Com relação às obras realizadas para melhorar o fornecimento e a condição da água da cidade, Clébio Antônio Batista, afirmou em outra audiência pública realizada no dia 18/04/2011 pela Assembléia Legislativa de Minas Gerais (ALMG), que “problemas com a cor escura e as interrupções na rede de abastecimento de Lagoa Santa serão resolvidos até 2012”. Durante a mesma audiência, o superintendente afirmou ainda que “a Copasa estaria finalizando as obras de uma adutora que vai abastecer a região”. “Ainda faltam redes de abastecimento e um reservatório para concluir as intervenções”. Segundo a mesma matéria divulgada pelo site da ALMG (www.almg.gov.br), “o esclarecimento foi prestado devido a reclamações de moradores de Lagoa Santa, que questionaram a falta de água durante a semana e  a cor do líquido, que impossibilita a lavagem de roupas e para consumo”.
Sobre as redes de água com tubulação em PVC, material frágil que pode ser quebrado com a pressão da água causando vazamentos, a assessoria informou que “a troca do material pode vir a ser necessária dependendo da situação em que se encontre a tubulação”.  Outro defeito que pode vir a interromper o fornecimento da água é a deterioração do asfalto, muitas vezes causada por um serviço de manutenção mal feito. Informaram ainda que qualquer serviço destinado a reparo deve ser acompanhado por um responsável técnico, para garantir a eficiência na conclusão do trabalho. Quanto a essa questão, a assessoria da Copasa esclareceu que “todos os serviços são fiscalizados, mas em alguns casos, pode ocorrer o abatimento no asfalto. Quando isso acontece, a empresa responsável é acionada para fazer a correção dos serviços, sem ônus para a Copasa”.

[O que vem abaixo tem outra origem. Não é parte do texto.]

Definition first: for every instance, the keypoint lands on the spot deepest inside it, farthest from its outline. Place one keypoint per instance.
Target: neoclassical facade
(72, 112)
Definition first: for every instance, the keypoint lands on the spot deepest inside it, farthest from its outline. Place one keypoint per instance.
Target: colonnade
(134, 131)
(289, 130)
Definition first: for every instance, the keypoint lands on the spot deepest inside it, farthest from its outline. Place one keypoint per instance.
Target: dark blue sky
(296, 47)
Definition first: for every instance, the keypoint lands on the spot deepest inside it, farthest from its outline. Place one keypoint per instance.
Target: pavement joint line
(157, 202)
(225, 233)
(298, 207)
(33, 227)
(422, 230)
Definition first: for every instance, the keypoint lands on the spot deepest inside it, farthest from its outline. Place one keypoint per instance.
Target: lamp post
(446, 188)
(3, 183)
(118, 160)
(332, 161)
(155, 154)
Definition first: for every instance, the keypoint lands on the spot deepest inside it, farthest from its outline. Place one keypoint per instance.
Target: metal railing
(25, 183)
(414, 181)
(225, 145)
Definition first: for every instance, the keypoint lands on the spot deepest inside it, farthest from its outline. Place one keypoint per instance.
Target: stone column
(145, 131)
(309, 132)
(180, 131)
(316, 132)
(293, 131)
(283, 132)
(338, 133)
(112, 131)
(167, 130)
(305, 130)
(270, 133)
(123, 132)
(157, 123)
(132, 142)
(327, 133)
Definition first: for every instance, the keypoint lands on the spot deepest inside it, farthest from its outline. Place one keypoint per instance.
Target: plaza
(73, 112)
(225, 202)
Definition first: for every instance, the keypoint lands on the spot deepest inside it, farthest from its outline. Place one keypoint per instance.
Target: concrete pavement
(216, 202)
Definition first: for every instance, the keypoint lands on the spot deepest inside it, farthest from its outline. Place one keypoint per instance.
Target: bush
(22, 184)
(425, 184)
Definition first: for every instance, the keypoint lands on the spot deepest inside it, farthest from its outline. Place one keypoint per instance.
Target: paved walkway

A assessoria da copasa informou ainda, que “com a obra da Adutora de Integração, bem como com a construção de novos reservatórios e adutoras, a demanda será atendida e as necessidades atuais e futuras serão prontamente solucionadas.  Atualmente, não há intermitência quanto ao abastecimento e distribuição de água na cidade de Lagoa Santa. Esses problemas existentes, são pontuais e demandam manutenções emergenciais.  Os investimentos realizados pela Copasa no município garantirão o atendimento à demanda atual e futura, visando contribuir para o progresso e desenvolvimento da cidade”.